2つ以上のマスターがバス上で同時に情報の転送を試みた場合は、調停を行い、SCLクロックを同期させる必要があります。すべてのマスターはそれぞれ、独自のクロックを生成してメッセージを転送します。データは、SCLクロックがHighの期間にのみ有効です。クロックの同期は、SCL信号へのワイヤードAND接続を使用して行われます。マスターがSCLクロックを0に遷移すると、マスターはSCLクロックのLowの時間のカウントを開始し、次のクロック周期の開始時にSCLクロック信号を1に遷移します。ただし、別のマスターがSCLラインを0で保持している場合、マスターは、SCLクロックラインが1に遷移するまで、HIGHで待機状態になります。†

次に、すべてのマスターはそれぞれのHighの時間をカウントし、Highの時間が最も短いマスターがSCLラインを0に遷移します。その後、マスターはそれぞれのLowの時間をカウントし、Lowの時間が最も長いマスターが、他のマスターをHIGHの待機状態に強制します。
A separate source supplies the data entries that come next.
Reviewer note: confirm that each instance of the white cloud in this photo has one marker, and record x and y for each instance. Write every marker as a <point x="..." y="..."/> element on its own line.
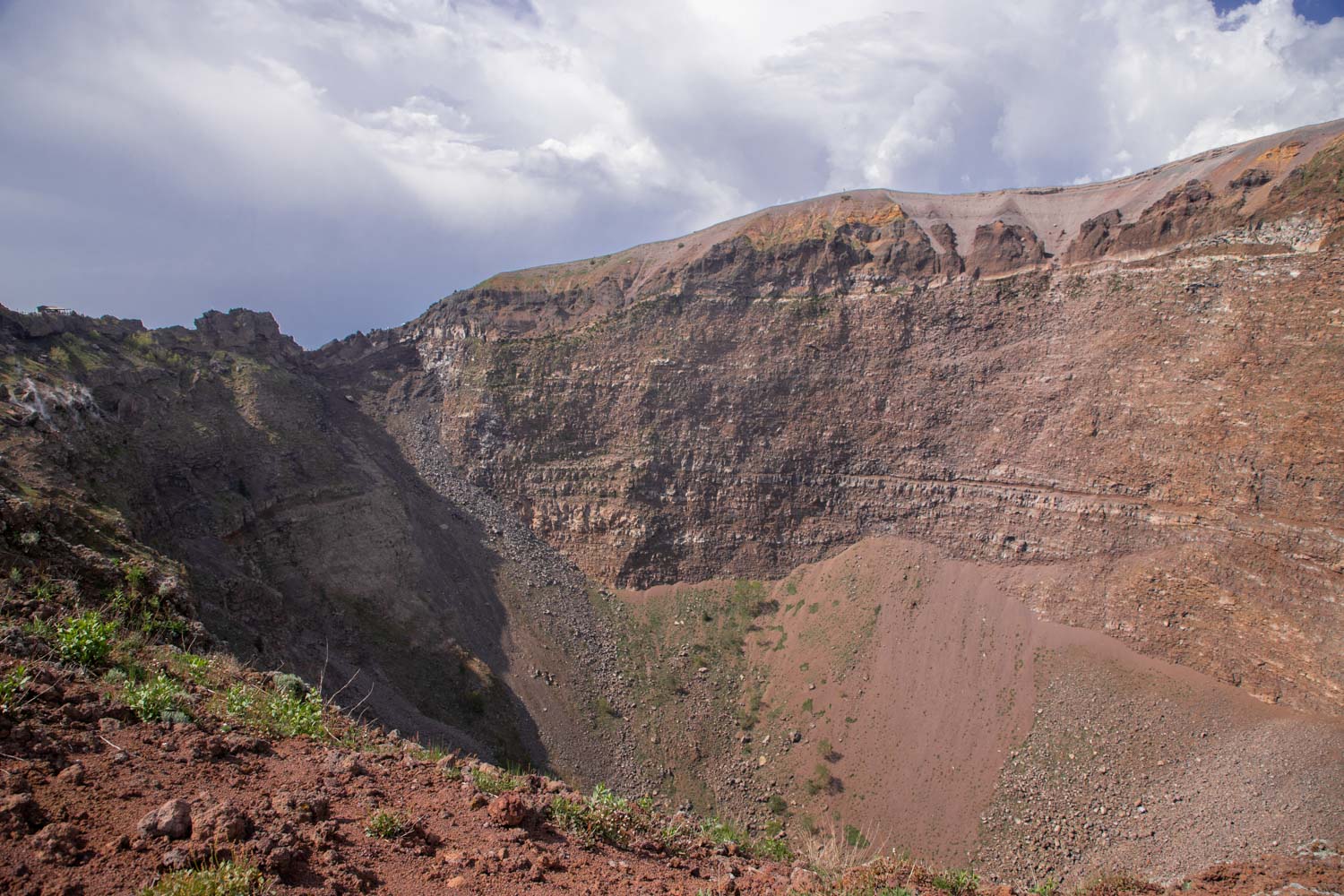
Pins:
<point x="301" y="153"/>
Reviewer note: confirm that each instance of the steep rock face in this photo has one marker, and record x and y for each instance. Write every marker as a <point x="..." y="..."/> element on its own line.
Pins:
<point x="311" y="540"/>
<point x="766" y="392"/>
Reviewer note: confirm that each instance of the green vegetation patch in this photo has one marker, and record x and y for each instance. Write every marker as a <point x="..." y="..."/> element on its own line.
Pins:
<point x="218" y="879"/>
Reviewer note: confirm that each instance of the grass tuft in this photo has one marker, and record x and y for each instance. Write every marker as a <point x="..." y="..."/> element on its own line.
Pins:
<point x="218" y="879"/>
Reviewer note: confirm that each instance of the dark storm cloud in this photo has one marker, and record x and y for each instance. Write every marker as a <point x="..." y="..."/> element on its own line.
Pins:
<point x="344" y="163"/>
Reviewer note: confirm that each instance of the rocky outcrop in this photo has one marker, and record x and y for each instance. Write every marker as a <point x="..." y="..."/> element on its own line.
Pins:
<point x="311" y="541"/>
<point x="773" y="389"/>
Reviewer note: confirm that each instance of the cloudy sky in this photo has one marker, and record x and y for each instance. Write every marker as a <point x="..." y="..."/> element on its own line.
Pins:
<point x="344" y="163"/>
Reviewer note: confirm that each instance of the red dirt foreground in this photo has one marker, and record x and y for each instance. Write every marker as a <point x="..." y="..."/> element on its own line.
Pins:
<point x="99" y="802"/>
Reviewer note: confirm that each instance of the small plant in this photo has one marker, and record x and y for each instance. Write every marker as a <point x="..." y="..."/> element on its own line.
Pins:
<point x="13" y="688"/>
<point x="280" y="713"/>
<point x="957" y="882"/>
<point x="85" y="640"/>
<point x="496" y="780"/>
<point x="218" y="879"/>
<point x="822" y="780"/>
<point x="771" y="848"/>
<point x="160" y="699"/>
<point x="386" y="825"/>
<point x="1047" y="887"/>
<point x="195" y="667"/>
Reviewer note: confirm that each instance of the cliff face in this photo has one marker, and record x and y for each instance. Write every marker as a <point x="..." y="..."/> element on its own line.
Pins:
<point x="941" y="425"/>
<point x="312" y="543"/>
<point x="1137" y="379"/>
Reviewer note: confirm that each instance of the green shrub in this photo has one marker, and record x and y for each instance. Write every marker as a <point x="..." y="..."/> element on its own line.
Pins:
<point x="386" y="825"/>
<point x="13" y="688"/>
<point x="771" y="848"/>
<point x="496" y="782"/>
<point x="85" y="640"/>
<point x="280" y="713"/>
<point x="218" y="879"/>
<point x="957" y="882"/>
<point x="610" y="818"/>
<point x="159" y="699"/>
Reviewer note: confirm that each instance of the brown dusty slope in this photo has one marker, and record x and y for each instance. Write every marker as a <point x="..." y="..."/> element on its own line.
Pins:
<point x="913" y="697"/>
<point x="1176" y="424"/>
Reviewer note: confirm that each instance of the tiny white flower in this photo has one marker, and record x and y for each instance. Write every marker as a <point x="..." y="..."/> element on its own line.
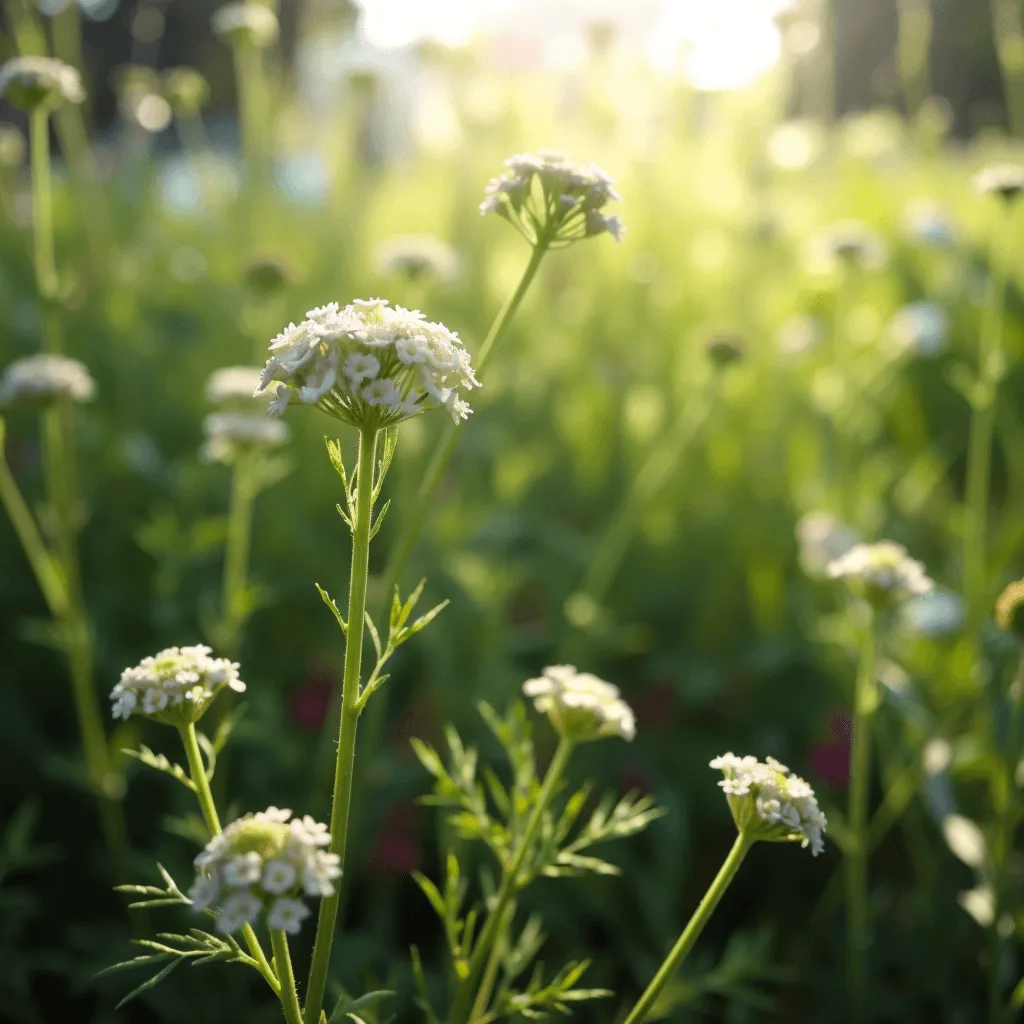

よって、次の図に示すように、同期しているSCLクロックが生成されます。オプションで、スレーブでSCLラインをLowに保持し、I2Cバス上のタイミングを遅らせることができます。†

図 109. 複数のマスターにおけるクロックの同期 †
図 110. 生成されたSCLにおけるSCLの立ち上がり時間と立ち下がり時間の影響

次の計算式を使用し、SCLがHighの時間およびLowの時間を計算することができます。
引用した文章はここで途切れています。